It’s wonderful if you can get something good out of a bad situation. If you can see the silver lining to the pain you went through in the past or learn an important life lesson that will help you in the future.
However, it’s okay if your bad experiences are simply… bad.
You don’t have to justify the horrible things that have happened to you. You don’t have to be thankful that you were treated terribly by someone so you can appreciate it more when you get treated right in the future.
You didn’t have to learn important lessons the hard way. You didn’t have to experience pain in order to discover what you truly deserved. Don’t feel like you have to say thank you to the people who have torn you down. Your experiences might have made you stronger — but you would still be strong without them.
You don’t have to come up with reasons why it’s actually a good thing you were treated horribly in the past. You’re allowed to say, “Someone hurt me and it wasn’t fair. I didn’t deserve to go through that kind of pain. It never should have happened.”
When you’re at your lowest, it’s okay if you can’t see the bright side of a situation. No one should pressure you to think positively and be thankful for what you learned from one of the worst moments of your life.
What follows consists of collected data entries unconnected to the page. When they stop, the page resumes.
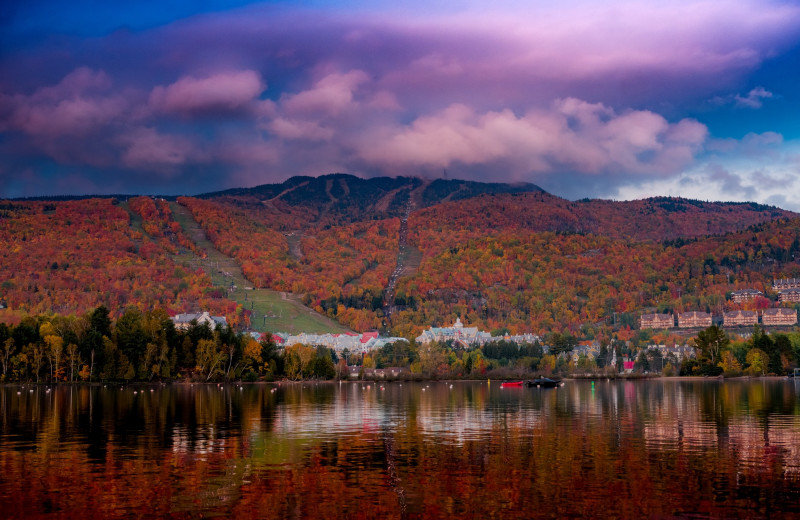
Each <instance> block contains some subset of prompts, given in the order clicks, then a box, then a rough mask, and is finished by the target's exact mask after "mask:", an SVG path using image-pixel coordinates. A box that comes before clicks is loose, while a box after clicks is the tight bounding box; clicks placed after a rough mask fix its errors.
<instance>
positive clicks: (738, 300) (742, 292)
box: [731, 289, 764, 303]
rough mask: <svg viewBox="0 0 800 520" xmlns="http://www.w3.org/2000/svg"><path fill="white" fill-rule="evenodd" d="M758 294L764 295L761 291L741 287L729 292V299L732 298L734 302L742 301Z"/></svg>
mask: <svg viewBox="0 0 800 520" xmlns="http://www.w3.org/2000/svg"><path fill="white" fill-rule="evenodd" d="M759 296H764V293H762V292H761V291H756V290H755V289H741V290H739V291H733V292H732V293H731V300H733V301H734V302H735V303H742V302H746V301H748V300H752V299H753V298H757V297H759Z"/></svg>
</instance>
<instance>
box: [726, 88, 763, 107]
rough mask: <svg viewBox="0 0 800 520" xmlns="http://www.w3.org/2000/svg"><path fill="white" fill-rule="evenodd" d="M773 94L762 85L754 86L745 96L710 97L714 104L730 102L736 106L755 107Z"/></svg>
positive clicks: (730, 95)
mask: <svg viewBox="0 0 800 520" xmlns="http://www.w3.org/2000/svg"><path fill="white" fill-rule="evenodd" d="M773 97H774V95H773V94H772V92H770V91H768V90H767V89H765V88H764V87H756V88H754V89H752V90H751V91H750V92H748V93H747V94H746V95H745V96H742V95H740V94H730V95H727V96H715V97H714V98H712V99H711V103H712V104H714V105H728V104H732V105H734V106H735V107H737V108H752V109H757V108H761V107H762V106H764V100H765V99H771V98H773Z"/></svg>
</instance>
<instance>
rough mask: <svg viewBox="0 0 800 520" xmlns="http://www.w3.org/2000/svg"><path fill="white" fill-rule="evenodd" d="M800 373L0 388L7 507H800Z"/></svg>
mask: <svg viewBox="0 0 800 520" xmlns="http://www.w3.org/2000/svg"><path fill="white" fill-rule="evenodd" d="M799 396H800V382H797V383H795V382H793V381H791V380H737V381H727V382H722V381H718V380H708V381H698V380H692V381H681V380H652V381H607V380H604V379H603V380H597V381H594V382H592V381H567V382H566V383H565V385H564V386H563V387H561V388H558V389H534V388H530V389H529V388H501V387H500V382H495V381H491V382H487V381H482V382H441V381H439V382H429V383H397V382H392V383H385V384H380V383H378V384H375V383H370V384H367V383H364V384H361V383H316V384H314V383H283V384H280V385H277V384H274V385H273V384H244V385H237V384H228V385H216V384H214V385H199V384H195V385H189V384H174V385H167V386H152V387H148V386H141V387H136V386H125V387H119V386H110V385H109V386H108V387H103V386H73V387H70V386H60V387H53V388H48V387H45V386H30V385H26V386H21V385H13V386H12V385H8V386H3V387H0V517H3V518H83V519H86V518H153V517H159V518H201V517H203V518H208V517H219V518H231V517H240V518H319V519H328V518H501V517H515V518H570V517H574V518H592V517H616V518H642V517H645V518H646V517H650V518H673V517H678V518H707V517H713V518H717V517H725V518H753V517H764V518H768V517H782V518H786V517H800V399H799V398H798V397H799Z"/></svg>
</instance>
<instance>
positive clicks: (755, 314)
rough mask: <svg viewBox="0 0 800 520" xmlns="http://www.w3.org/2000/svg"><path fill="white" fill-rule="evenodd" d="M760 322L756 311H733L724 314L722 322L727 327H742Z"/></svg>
mask: <svg viewBox="0 0 800 520" xmlns="http://www.w3.org/2000/svg"><path fill="white" fill-rule="evenodd" d="M757 323H758V314H757V313H756V312H755V311H731V312H726V313H724V314H723V315H722V324H723V325H724V326H725V327H741V326H749V325H755V324H757Z"/></svg>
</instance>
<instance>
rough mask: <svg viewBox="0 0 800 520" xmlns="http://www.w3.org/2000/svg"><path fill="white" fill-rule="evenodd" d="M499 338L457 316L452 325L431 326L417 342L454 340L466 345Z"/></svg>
mask: <svg viewBox="0 0 800 520" xmlns="http://www.w3.org/2000/svg"><path fill="white" fill-rule="evenodd" d="M496 339H499V338H492V335H491V334H489V333H488V332H484V331H479V330H478V327H465V326H464V324H463V323H461V318H456V322H455V323H454V324H453V326H452V327H431V328H430V329H428V330H426V331H424V332H423V333H422V334H421V335H419V336H417V343H419V344H426V343H431V342H433V341H436V342H441V343H443V342H445V341H450V340H452V341H454V342H455V343H458V344H461V345H462V346H464V347H468V346H470V345H483V344H484V343H488V342H490V341H494V340H496Z"/></svg>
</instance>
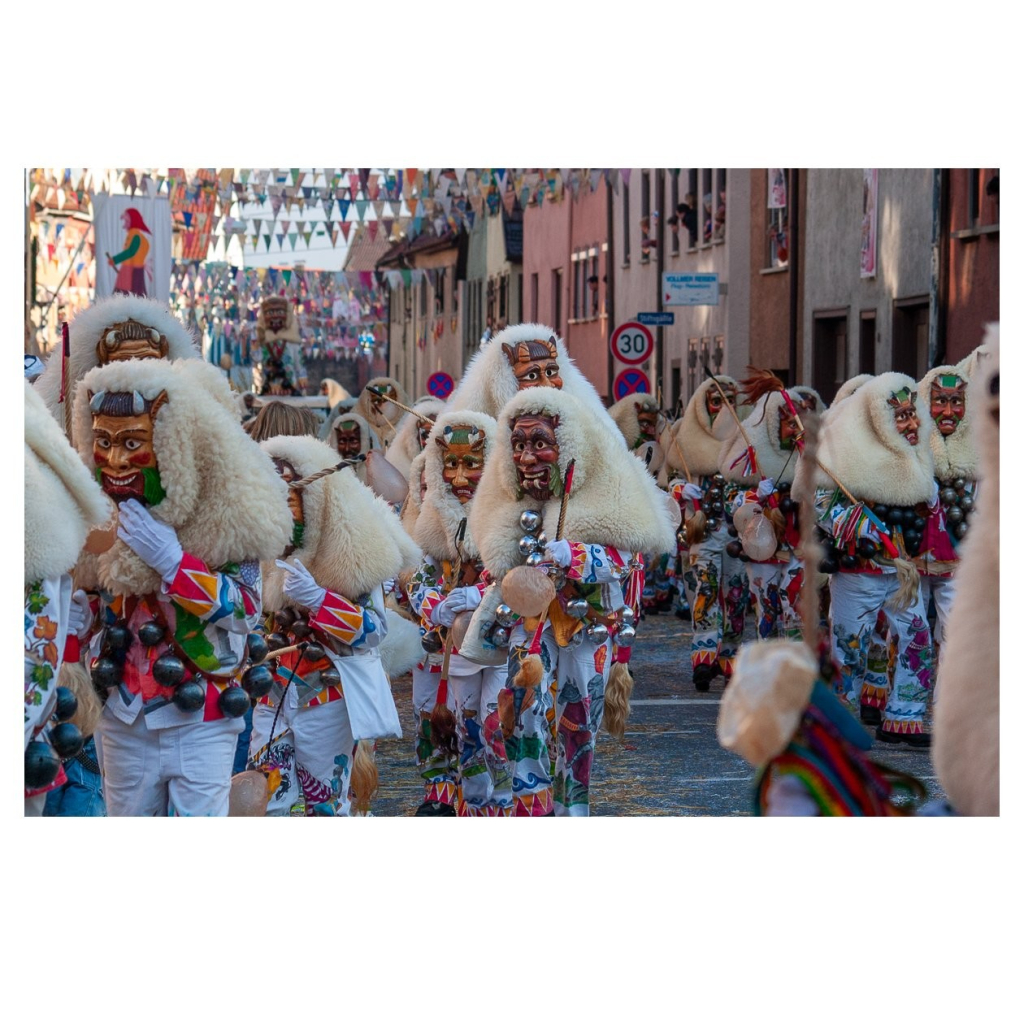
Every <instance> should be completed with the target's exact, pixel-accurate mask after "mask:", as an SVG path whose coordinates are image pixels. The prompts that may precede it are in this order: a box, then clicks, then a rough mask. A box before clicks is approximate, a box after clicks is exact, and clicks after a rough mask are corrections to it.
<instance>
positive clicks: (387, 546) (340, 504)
mask: <svg viewBox="0 0 1024 1024" xmlns="http://www.w3.org/2000/svg"><path fill="white" fill-rule="evenodd" d="M260 447H261V449H262V450H263V453H264V455H265V456H268V457H270V458H271V459H285V460H286V461H287V462H289V463H291V464H292V465H293V466H294V467H295V470H296V472H298V473H299V474H300V475H301V476H310V475H312V474H313V473H317V472H319V471H321V470H322V469H327V468H328V467H329V466H335V465H337V462H338V453H337V452H335V451H334V449H332V447H330V446H329V445H327V444H325V443H324V442H323V441H321V440H317V439H316V438H315V437H269V438H267V439H266V440H265V441H263V442H261V444H260ZM275 475H276V474H275ZM279 479H280V477H279ZM282 485H283V486H284V484H282ZM302 512H303V522H304V524H305V529H304V531H303V537H302V547H301V548H298V549H297V550H296V551H294V552H293V553H292V557H294V558H297V559H298V560H299V561H301V562H302V564H303V565H305V567H306V568H307V569H309V571H310V572H311V573H312V574H313V578H314V579H315V580H316V582H317V583H318V584H319V585H321V586H322V587H328V588H329V589H331V590H333V591H336V592H337V593H339V594H342V595H343V596H344V597H347V598H348V599H349V600H355V599H356V598H358V597H359V596H361V595H362V594H368V593H370V592H371V591H372V590H374V589H375V588H377V587H379V586H380V585H381V584H382V583H384V581H385V580H391V579H393V578H394V577H396V575H397V574H398V573H399V572H400V571H401V570H402V569H404V568H409V567H411V566H414V565H419V564H420V549H419V548H418V547H417V546H416V545H415V544H414V543H413V542H412V541H411V540H410V538H409V537H408V536H407V534H406V531H404V530H403V529H402V528H401V526H400V525H399V524H398V517H397V516H396V515H395V514H394V513H393V512H392V511H391V509H390V508H389V507H388V504H387V502H385V501H384V500H383V499H381V498H378V497H377V496H376V495H374V493H373V492H372V490H371V489H370V488H369V487H367V486H366V485H365V484H362V483H360V482H359V480H358V478H357V477H356V476H355V474H354V473H352V472H351V470H348V469H343V470H340V471H339V472H337V473H332V474H331V475H330V476H325V477H323V478H322V479H319V480H316V481H315V482H314V483H310V484H309V485H308V486H307V487H305V488H304V489H303V492H302ZM291 529H292V520H291V515H289V534H291ZM286 544H287V538H286V540H285V541H283V542H282V544H281V547H280V548H279V549H278V551H276V552H274V553H273V554H272V555H270V556H269V559H270V560H268V561H265V562H264V564H263V607H264V608H265V609H266V610H267V611H276V610H279V609H280V608H282V607H283V606H284V605H286V604H292V603H293V602H292V601H291V600H290V599H288V598H286V597H285V596H284V592H283V587H284V580H285V571H284V569H281V568H279V567H278V566H276V565H274V563H273V560H272V559H274V558H280V557H281V553H282V552H283V551H284V550H285V546H286Z"/></svg>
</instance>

Positivity can be toxic, too. Sometimes, negativity is a perfectly valid response.
Sure, it’s wonderful if you can use your past experiences to make better decisions in the future, but you shouldn’t feel pressured to find a silver lining in order to feel better about the hell you endured. You shouldn’t feel like you’re broken or ungrateful or whiny because you’re only able to focus on the negative.
When bad things happen to you, you’re allowed to be upset. Maybe you’ll be able to look back on your experience one day in the future and appreciate what you learned from the moment — but maybe not.
It’s okay if your only emotion over what happened to you is anger. You’re allowed to be angry. You should be angry. You should never settle for such horrible treatment again in the future. You should know that you deserve to be treated with respect.
Even if you learn a wonderful lesson from someone toxic, it doesn’t mean what they did to you was okay. It doesn’t mean all should be forgiven.
Sometimes, shitty things happen for no good reason. Sometimes, the world is completely unfair. You didn’t deserve the random, bad things that happened to you. You didn’t cause them. You didn’t do anything wrong.
You don’t have to thank the toxic partners and bullies from your past for turning you into who you are today. You don’t have to feel like they’re the reason you turned out so well-rounded and independent. You are the reason why you’re so strong. You are the reason why you’ve made it this far. You should thank yourself, not them.